- To nie jest kwestia szarpaniny pomiędzy nami, jakiejś polityki. Po prostu są pieniądze, także moje - mówił Jurek Owsiak podczas Marszu Miliona Serc.
Wraca sprawa respiratorów
- My dysponujemy pieniędzmi społecznymi, wiec one są święte, każdy grosz. Pan dysponuje pieniędzmi publicznymi i nie może być tak, że przez kilka lat takie trwonienie publicznych pieniędzy stało się codziennością - dodał Jurek Owsiak.
Dalsza część artykułu pod materiałem wideo
W ubiegłym roku Najwyższa Izba Kontroli poinformowała, że skierowała do prokuratury dwa zawiadomienia o podejrzeniu popełnienia przestępstwa przez wysokich urzędników państwowych. Jednym z nich jest Janusz Cieszyński, były wiceminister zdrowia, obecnie pełnomocnik rządu ds. cyberbezpieczeństwa.

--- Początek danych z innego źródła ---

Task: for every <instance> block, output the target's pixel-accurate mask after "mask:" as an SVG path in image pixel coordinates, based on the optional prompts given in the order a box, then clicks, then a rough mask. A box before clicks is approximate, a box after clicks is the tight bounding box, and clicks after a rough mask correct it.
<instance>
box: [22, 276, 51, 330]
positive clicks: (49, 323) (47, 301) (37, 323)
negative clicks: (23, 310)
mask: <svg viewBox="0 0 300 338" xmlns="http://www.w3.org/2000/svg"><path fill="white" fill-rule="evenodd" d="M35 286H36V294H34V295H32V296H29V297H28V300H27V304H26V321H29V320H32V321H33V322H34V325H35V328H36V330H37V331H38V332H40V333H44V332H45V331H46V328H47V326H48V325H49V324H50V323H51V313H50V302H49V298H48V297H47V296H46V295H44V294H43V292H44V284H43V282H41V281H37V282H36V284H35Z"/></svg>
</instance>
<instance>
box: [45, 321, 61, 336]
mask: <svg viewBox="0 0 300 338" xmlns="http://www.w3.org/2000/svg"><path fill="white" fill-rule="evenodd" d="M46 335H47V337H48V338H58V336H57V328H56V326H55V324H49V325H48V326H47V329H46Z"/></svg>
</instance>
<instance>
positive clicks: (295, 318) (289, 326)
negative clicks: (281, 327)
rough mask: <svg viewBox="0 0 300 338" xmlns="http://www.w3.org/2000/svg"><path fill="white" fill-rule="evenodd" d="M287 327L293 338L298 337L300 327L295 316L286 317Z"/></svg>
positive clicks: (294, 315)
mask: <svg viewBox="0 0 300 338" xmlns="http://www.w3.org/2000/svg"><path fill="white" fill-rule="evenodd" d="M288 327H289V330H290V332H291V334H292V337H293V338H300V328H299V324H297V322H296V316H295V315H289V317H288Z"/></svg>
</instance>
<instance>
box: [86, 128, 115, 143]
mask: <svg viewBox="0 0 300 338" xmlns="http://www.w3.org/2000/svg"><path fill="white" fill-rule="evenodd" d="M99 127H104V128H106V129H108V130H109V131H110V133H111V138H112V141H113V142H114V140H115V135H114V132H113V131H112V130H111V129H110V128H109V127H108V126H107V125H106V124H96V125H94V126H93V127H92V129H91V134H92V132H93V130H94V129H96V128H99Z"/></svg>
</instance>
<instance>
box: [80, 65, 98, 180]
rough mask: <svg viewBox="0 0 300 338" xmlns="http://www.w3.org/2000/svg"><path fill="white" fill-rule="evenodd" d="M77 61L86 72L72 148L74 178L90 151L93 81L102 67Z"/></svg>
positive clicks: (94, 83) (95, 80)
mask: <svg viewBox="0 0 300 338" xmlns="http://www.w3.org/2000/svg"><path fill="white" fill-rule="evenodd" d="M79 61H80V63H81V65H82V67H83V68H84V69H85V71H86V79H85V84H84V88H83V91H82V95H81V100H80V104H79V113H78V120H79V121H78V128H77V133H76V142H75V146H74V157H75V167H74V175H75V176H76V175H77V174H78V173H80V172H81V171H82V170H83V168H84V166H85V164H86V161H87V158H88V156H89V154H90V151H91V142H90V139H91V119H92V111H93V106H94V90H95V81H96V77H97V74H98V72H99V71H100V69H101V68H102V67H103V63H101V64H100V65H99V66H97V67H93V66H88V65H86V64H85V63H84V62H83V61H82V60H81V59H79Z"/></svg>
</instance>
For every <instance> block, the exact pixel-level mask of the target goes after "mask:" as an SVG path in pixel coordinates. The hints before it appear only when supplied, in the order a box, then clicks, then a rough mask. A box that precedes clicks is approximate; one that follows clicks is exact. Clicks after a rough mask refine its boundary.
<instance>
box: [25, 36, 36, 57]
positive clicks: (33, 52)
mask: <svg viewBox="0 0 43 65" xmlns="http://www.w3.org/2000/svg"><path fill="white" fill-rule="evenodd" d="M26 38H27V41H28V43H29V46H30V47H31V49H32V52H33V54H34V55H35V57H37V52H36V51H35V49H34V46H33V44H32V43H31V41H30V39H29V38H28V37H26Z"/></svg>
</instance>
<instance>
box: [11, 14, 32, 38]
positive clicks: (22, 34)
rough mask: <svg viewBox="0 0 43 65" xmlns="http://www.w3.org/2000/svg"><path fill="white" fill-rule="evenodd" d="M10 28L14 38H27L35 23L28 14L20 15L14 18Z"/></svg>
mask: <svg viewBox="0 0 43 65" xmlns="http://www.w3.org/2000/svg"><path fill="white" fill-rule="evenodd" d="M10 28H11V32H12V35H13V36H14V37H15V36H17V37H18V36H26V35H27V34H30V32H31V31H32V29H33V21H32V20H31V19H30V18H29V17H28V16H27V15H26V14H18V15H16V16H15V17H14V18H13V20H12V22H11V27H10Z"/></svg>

Przypomnijmy, że Ministerstwo Zdrowia podpisało w kwietniu 2020 r. umowę na dostawę 1241 respiratorów. Miała je dostarczyć firma E&K, należąca do handlarza bronią. Spółka z umowy wywiązała się tylko częściowo — do Polski trafiło jedynie 200 respiratorów. W związku z niedotrzymaniem terminu dostaw sprzętu, który miał trafić do resortu zdrowia w kwietniu i w maju 2020 r., resort odstąpił od umowy. Do tej pory jednak nie odzyskał 40 mln zł.
Decyzji o zakupie respiratorów wielokrotnie bronili politycy Prawa i Sprawiedliwości. Premier Mateusz Morawiecki podkreślał w czerwcu 2020 r., że zapadła ona na początku pandemii Covid-19, kiedy tego typu sprzętu brakowało w wielu krajach.